Mauritius Times : L’impression qui se dégage à partir des travaux de la Commission d’enquête sur le trafic de drogue à Maurice, telle que relayée par la presse, c’est celle d’une entreprise criminelle organisée avec des complicités internes et externes, parfois de haut niveau, avec des ramifications touchant différents secteurs, dont certaines, paraît-il, au niveau des autorités policières mais aussi celui du barreau. Quelle impression cela vous fait d’entendre les choses qui sont rapportées quotidiennement par la presse à ce propos ?

Me Antoine Domingue : Ce n’est pas nouveau. Car ce n’est pas la première fois que certaines de ces allégations soient formulées contre, entre autres, la police. Il appartiendra à la commission d’enquête d’analyser, selon ses ‘terms of reference’, ce qui se dit aujourd’hui et de voir, après avoir entendu toutes les parties intéressées, quels sont les faits qui ont été établis à sa satisfaction et de faire des recommandations. Mais c’est un fait que le nombre d’allégations qui sont en train d’être formulées non seulement devant la Commission mais aussi dans la presse concernant l’implication de certains policiers dans le trafic de drogue est inquiétant. Même chose pour les avocats, quoi qu’il n’y ait pas eu des allégations portant sur la manipulation de drogues. Cependant, il y a eu des accusations de manipulation d’enquêtes…

* Ce qui est également très grave ?

Certainement, il n’y a qu’à voir l’affaire de Dev Hurnam devant le ‘Privy Council’. Hurnam fut condamné à six mois de prison après que la condamnation fut confirmée par le ‘Judicial Committee of the Privy Council’. Ce genre de pratique, si c’est établi, est considéré comme une entrave à la bonne marche de la justice. Ceci dit, il faut quand même qu’on attende les conclusions de l’enquête des commissaires pour en savoir davantage.

Cependant, selon l’autre son de cloche, il semblerait que, dans certains cas, il y aurait déjà eu des enquêtes qui ont été menées. Il appartiendra à la Commission de revoir tout cela afin de pouvoir distinguer le vrai du faux.
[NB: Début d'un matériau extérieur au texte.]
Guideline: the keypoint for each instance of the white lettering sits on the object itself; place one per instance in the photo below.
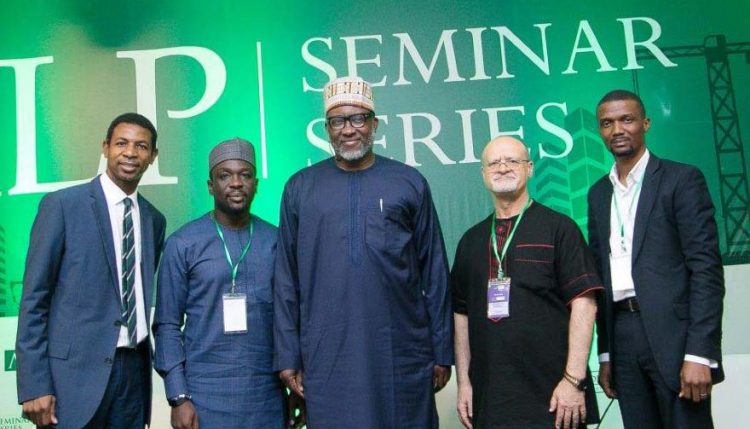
(317, 63)
(351, 56)
(585, 29)
(630, 43)
(444, 44)
(554, 129)
(145, 84)
(541, 63)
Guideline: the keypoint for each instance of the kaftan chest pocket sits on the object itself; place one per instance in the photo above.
(260, 288)
(386, 229)
(534, 262)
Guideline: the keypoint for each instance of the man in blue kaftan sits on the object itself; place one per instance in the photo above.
(362, 309)
(216, 276)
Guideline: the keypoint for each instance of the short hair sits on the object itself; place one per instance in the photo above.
(621, 95)
(136, 119)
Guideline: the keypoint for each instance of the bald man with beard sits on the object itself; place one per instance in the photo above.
(524, 306)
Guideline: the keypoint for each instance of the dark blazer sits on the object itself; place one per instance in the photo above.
(676, 266)
(69, 320)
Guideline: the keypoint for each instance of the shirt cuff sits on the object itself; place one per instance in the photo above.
(703, 361)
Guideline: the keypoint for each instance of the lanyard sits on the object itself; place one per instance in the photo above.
(620, 223)
(234, 267)
(493, 237)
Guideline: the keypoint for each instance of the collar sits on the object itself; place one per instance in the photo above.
(635, 175)
(113, 194)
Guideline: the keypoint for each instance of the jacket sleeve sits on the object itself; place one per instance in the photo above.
(433, 266)
(43, 261)
(286, 288)
(171, 298)
(595, 245)
(694, 215)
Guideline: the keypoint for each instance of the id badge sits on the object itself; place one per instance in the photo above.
(498, 298)
(621, 264)
(235, 313)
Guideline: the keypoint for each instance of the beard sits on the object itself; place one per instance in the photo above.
(364, 148)
(504, 186)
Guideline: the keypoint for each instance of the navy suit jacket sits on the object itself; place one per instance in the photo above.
(69, 319)
(676, 266)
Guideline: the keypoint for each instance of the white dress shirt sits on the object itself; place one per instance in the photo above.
(116, 207)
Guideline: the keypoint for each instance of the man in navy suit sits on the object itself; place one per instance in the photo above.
(83, 350)
(655, 241)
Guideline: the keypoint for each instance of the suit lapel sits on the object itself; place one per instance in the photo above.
(649, 191)
(101, 214)
(147, 251)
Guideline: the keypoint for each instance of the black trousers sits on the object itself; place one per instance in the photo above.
(645, 399)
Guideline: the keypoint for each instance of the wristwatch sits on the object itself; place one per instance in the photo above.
(580, 384)
(179, 400)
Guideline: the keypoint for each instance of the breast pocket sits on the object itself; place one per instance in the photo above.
(534, 262)
(260, 287)
(386, 229)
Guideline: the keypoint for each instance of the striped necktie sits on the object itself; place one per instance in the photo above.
(128, 273)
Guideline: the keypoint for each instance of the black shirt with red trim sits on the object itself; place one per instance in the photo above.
(516, 362)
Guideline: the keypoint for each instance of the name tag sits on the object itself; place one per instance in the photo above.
(498, 298)
(235, 313)
(620, 267)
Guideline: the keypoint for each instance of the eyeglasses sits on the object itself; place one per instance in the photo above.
(513, 164)
(356, 120)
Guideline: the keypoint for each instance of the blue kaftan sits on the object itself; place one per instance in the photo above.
(230, 377)
(361, 295)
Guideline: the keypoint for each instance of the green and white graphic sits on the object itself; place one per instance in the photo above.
(448, 76)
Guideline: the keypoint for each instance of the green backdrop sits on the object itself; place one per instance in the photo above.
(448, 76)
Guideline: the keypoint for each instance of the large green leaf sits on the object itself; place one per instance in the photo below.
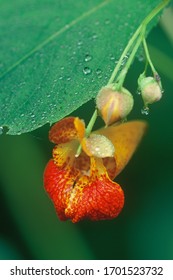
(56, 54)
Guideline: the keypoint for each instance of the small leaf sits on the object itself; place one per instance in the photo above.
(56, 55)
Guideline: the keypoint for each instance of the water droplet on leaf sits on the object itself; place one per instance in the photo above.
(145, 111)
(88, 57)
(86, 70)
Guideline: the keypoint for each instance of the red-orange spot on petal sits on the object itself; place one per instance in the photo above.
(58, 183)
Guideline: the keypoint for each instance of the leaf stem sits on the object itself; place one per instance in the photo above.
(131, 42)
(148, 56)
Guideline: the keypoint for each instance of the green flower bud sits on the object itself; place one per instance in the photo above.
(114, 105)
(150, 90)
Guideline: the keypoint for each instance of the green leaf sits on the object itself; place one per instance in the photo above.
(57, 54)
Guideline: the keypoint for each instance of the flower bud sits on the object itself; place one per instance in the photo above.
(114, 105)
(98, 146)
(150, 90)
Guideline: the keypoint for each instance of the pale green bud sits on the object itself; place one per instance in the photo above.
(150, 90)
(114, 105)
Toute commission d’enquête se doit de faire des vérifications, et d’après ce que j’ai pu comprendre, la présente Commission d’enquête serait en présence de beaucoup de ‘records’… Donc, il faut s’attendre à ce que la Commission puisse faire le tri entre le bon grain et l’ivraie pour en arriver à une conclusion valide.

* Certaines voix s’étaient fait entendre l’année dernière sur le temps que prenait la Commission pour remplir sa mission. Quelle est votre opinion aujourd’hui sur la manière dont les choses se passent au niveau de cette Commission ?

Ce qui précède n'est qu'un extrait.